Cassie a retrouvé son petit frère, et s'est réfugiée dans un hôtel après leur départ du centre.
En groupe, ils essaient de survivre aux Autres. Mais la cohabitation s'avère plus difficile que prévue.
Cassie est persuadée qu'Evan va revenir, mais le peut-il réellement ?

Suite de la 5ème vague, ce tome continue l'histoire de façon convaincante. 
On fait la connaissance de façon plus approfondie avec les différents personnages notamment en rajoutant le point de vue de Ringer dans la narration, on voit les caractères se définir, les relations se mettre en place petit à petit, sans se lasser.
Et c'est cela qui est aussi appréciable, l'histoire ne tourne pas en rond, elle se poursuit et se construit naturellement.

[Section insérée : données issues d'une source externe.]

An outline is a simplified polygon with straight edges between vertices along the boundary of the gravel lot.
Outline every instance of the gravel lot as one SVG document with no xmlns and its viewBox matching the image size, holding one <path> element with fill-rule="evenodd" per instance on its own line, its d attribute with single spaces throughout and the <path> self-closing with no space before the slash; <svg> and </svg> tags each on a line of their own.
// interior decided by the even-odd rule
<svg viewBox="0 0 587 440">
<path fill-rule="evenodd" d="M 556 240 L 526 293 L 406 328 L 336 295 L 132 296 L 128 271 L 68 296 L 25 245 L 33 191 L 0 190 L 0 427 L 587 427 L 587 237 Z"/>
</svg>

Je trouve que pour une suite, elle est plutôt réussie. J'aime le fait qu'elle ne soit pas l'exacte copie du 1er tome et que l'auteur ait changé de personnage dans la narration. Cela permet d'avoir des informations et un rythme différent.

3ème tome à lire !

jeudi 24 novembre 2016

Benjamin Renner : Le grand méchant renard




Edition : Delcourt, 2015


Résumé :

Un renard chétif tente de se faire une place de prédateur face à un lapin idiot, un cochon jardinier, un chien paresseux et une poule caractérielle. Il a trouvé une stratégie : il compte voler des oeufs, élever les poussins, les effrayer et les manger.


Mon avis :

Le renard de notre histoire veut devenir méchant. Sauf que c'est un petit renard, et qu'il n'effraie pas grand monde.
Afin de se faire respecter, il met en place une stratégie : voler des oeufs, élever les poussins puis les manger. Sauf que son plan ne se réalise pas tout à fait comme prévu.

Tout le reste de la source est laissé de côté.